Fear chokes me up, and I got a pain in my head and a pain in my neck, and my shoulder that Mama popped back is killing me. I finally get my head turned. Ruby’s got blood all down her face, and Phillipa is trying to crawl across the floor to get to her.

The ship groans, sounding like a cow about to calf. Outside, men are hollering orders and we can hear folks running. Peaches look at me with her eyes bugged out, and Phillipa starts to cry. I look at all that blood on Ruby’s face. She don’t look like she’s breathing.

“Lord Jesus,” Peach whispers as the ship lurches again, and I know right then and there I might not get back to Feen like I promised. I might not ever be anywhere but on this old ship ever again. Sorrow knots up my chest, and my heart pounds so loud I can feel it in my head. What if I die? What if I didn’t do right and Mama can’t never forgive me? Who’s gonna take care of Feen without me?

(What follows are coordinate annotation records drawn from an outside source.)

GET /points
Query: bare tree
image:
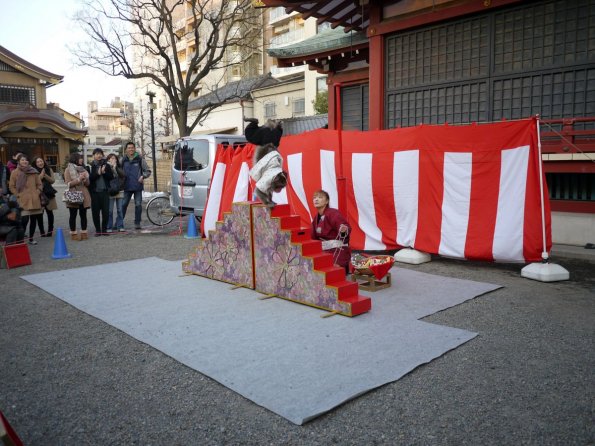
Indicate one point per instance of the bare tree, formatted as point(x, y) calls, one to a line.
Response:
point(181, 46)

“P-Peaches, come h-help me,” Phillipa stutters, finally up on her knees, trying to mop the river of blood from Ruby’s face. Peaches gets a blanket and starts tucking it around Ruby using only one of her hands, which is shaking. She keeps the other one tucked up against her body. Her elbow is all swollen up and turning purple. Phillipa’s teeth are chattering, she’s so scared, but she and Peach, they’re trying to treat Ruby for shock like they taught us.

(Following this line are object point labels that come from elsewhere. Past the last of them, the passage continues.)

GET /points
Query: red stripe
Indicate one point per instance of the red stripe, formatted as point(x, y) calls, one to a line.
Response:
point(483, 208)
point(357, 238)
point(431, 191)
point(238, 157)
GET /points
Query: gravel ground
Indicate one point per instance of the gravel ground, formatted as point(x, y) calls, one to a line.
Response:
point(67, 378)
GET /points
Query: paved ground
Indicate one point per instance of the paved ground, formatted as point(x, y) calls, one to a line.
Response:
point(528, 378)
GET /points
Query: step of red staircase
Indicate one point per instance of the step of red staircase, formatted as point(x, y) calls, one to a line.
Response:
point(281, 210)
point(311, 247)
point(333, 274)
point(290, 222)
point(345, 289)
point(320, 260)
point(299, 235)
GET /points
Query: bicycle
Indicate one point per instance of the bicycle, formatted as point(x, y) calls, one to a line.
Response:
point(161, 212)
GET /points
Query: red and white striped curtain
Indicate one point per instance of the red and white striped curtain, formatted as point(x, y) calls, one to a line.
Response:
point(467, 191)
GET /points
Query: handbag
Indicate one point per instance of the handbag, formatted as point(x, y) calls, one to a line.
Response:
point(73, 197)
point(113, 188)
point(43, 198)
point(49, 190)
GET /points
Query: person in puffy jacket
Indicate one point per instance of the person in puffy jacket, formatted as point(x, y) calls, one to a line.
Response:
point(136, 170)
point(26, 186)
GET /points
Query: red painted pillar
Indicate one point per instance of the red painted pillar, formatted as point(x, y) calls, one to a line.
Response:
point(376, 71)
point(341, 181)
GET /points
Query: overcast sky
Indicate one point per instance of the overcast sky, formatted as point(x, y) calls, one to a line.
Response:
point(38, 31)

We are all shocked. Peach has got a shiner already started from where something smacked her in the eye. Phillipa can’t
talk straight without stuttering. Dorothy is spitting up, but I can’t get to her; there are too many trunks, and the ship keeps on rolling. Peach is just crying and holding on to me and crying some more till I can’t sit still. I have got to get out and see what happened.

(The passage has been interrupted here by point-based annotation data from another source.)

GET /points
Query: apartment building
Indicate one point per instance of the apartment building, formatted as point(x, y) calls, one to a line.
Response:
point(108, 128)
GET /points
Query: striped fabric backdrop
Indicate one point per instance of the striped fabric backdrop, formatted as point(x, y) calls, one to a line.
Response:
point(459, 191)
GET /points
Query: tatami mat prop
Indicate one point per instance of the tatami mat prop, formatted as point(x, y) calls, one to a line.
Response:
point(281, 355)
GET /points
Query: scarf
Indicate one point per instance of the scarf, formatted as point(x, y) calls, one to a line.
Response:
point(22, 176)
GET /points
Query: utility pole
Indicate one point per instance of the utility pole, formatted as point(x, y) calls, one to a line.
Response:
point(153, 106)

My knee is swollen from hitting the bunk, but it takes my weight when I get up slow. I wipe blood off my chin. My ears is ringing.

“Marey Lee, what are you doing?” Peaches ask, but I open the door anyway. Girls are talking loud and shouting. Some are just crying. “What happened?” somebody hollers. The white girls down the way don’t know any more than we do, and for a while, everybody just cries and looks around, trying to find out what we hit. One of the girls say she sure we hit an iceberg, and everybody starts crying then. Finally, we see some officer or other coming down the hall to make an announcement, and we snap to attention.

“As you were,” the sergeant calls, and we wait, trying to hear.

“It’s Germans,” somebody hiss, and we all shut up for real then. The sergeant says we are being followed by a German U-boat. They issue a “general quarters,” which mean all hands have to stay belowdecks, in our bunks, and strap our stuff down. But Ruby can’t wait for any all clear. Medics come and wheel her out while we try and pick up. Dorothy limps to sick bay to tape up her ribs, and Peaches gets a sling for her arm. Annie comes in crying and balls up with her Bible. I hunch up over my sore legs and listen to her pray.

Mama used to say the devil would catch us up short when we forgot ourselves. Today, I see that’s the plain truth. We forgot ourselves. This wasn’t ever a pleasure cruise. This company is on a ship to go to war. We got to painting nails and we forgot what we were doing.

From now on, we keep our life vests out where we can see them. We march to mess twice a day and stand and eat from trays on them counters, bracing ourselves with one hand and trying to keep our mess kits and our forks and our food in front of us with the other. We march right back to our bunks, wearin’ our helmets strapped to our heads. Staying in quarters, Peaches gets seasick, and then Annie, lyin’ in her bunk, moans like she is dying. Once Annie starts to retch, we are
all
sick.

Then, in the dead of night, a storm blows up. All we can hear is the wind howling and the chains of our bunks rattling as we go up and down. Pretty soon the air gets foul as more folks start vomiting, and there is no way the few of us who are well enough can keep up. In the latrine, the floors are slick with more than just water.